For the Shift Project, these risks highlight the urgency of deploying AI within strict ecological limits. AI is an ambivalent catalyst, neither entirely good (AI for Green) nor bad (AI for Brown).
“AI improves efficiency, productivity, and speed. But deploying it broadly builds an AI that is just as fossil-fuel-dependent as the economy it operates in, increasing emissions. Any AI deployment must be compatible with a carbon trajectory,” emphasizes Maxime Efoui-Hess.
This requires evaluating use cases, favoring leaner AI models, and sometimes opting not to use AI:
“If a solution cannot be deployed in compatibility with carbon constraints, it should be abandoned or replaced by non-AI or lower-impact solutions. Like an economic budget, if the carbon allowance isn’t there, you don’t deploy and find other, less intensive solutions. AI should be deployed selectively, based on priority needs.”
Sometimes, avoiding AI may be simpler and less costly. The French Association for Standardization, AFNOR, for example, has introduced a frugal AI framework promoting small models and optimized equipment to reduce environmental impact.
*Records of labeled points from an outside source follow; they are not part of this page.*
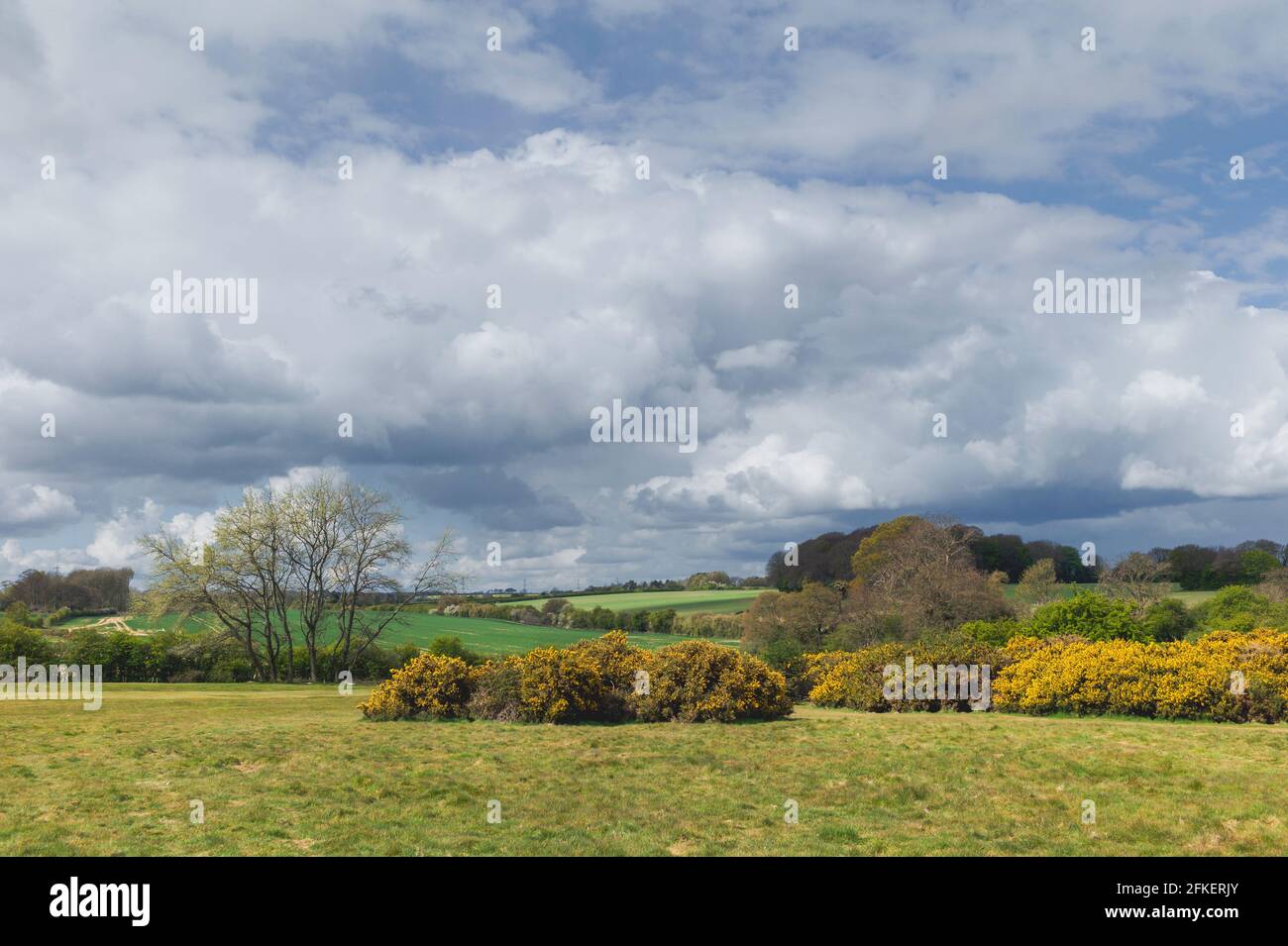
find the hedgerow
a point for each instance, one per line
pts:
(605, 680)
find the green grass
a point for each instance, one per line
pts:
(295, 770)
(500, 637)
(1189, 597)
(730, 601)
(481, 635)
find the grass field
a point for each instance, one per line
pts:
(295, 770)
(1189, 597)
(481, 635)
(682, 601)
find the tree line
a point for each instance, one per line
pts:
(81, 589)
(290, 569)
(827, 559)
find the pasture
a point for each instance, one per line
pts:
(481, 635)
(295, 770)
(730, 601)
(1189, 597)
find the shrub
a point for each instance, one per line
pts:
(1168, 620)
(1087, 614)
(1237, 607)
(452, 646)
(857, 680)
(497, 690)
(696, 681)
(561, 684)
(1173, 680)
(592, 680)
(429, 684)
(996, 632)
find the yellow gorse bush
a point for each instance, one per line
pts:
(428, 684)
(855, 679)
(1176, 680)
(698, 681)
(604, 679)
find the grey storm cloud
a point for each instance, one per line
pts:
(520, 172)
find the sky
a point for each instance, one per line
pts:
(786, 145)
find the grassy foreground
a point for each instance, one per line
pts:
(295, 770)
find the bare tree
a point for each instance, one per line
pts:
(284, 567)
(1137, 578)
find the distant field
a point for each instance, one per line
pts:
(683, 601)
(295, 770)
(1189, 597)
(500, 637)
(487, 637)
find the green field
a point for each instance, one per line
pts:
(493, 637)
(1189, 597)
(481, 635)
(291, 770)
(683, 601)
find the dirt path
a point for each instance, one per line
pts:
(114, 623)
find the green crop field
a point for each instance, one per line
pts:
(481, 635)
(683, 601)
(292, 770)
(500, 637)
(1189, 597)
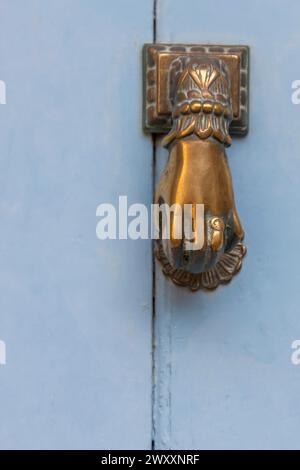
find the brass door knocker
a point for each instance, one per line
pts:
(200, 95)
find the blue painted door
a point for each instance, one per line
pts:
(225, 374)
(87, 359)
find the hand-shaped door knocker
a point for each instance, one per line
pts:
(198, 91)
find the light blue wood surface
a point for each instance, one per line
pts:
(75, 312)
(224, 378)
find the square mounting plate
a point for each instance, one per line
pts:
(157, 61)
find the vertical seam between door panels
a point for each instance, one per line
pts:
(161, 331)
(153, 323)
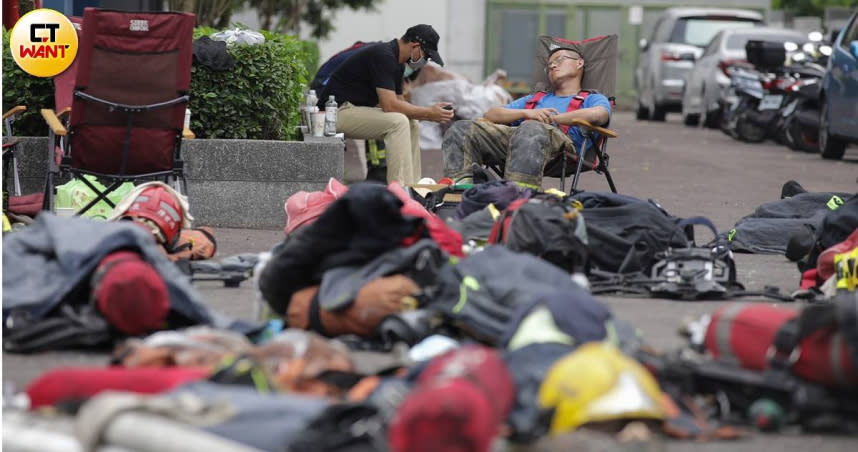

The Shift Project identifies two key levers: first, AI suppliers can design lightweight models with selected features to reduce energy consumption; second, organizations and users can deploy AI selectively on priority use cases compatible with climate trajectories, supported by impact analysis.
However, researchers stress the need for strict European-level planning and binding regulations, which currently do not exist, setting reference carbon-energy trajectories and sectoral emission/consumption ceilings.
The report also calls for mandatory transparency on AI energy use. Some Big Tech companies like Meta are already taking steps, but efforts remain to be made. According to both the Shift Project and GlobalData, without systemic regulation, the AI boom risks worsening the very climate challenges it aims to address.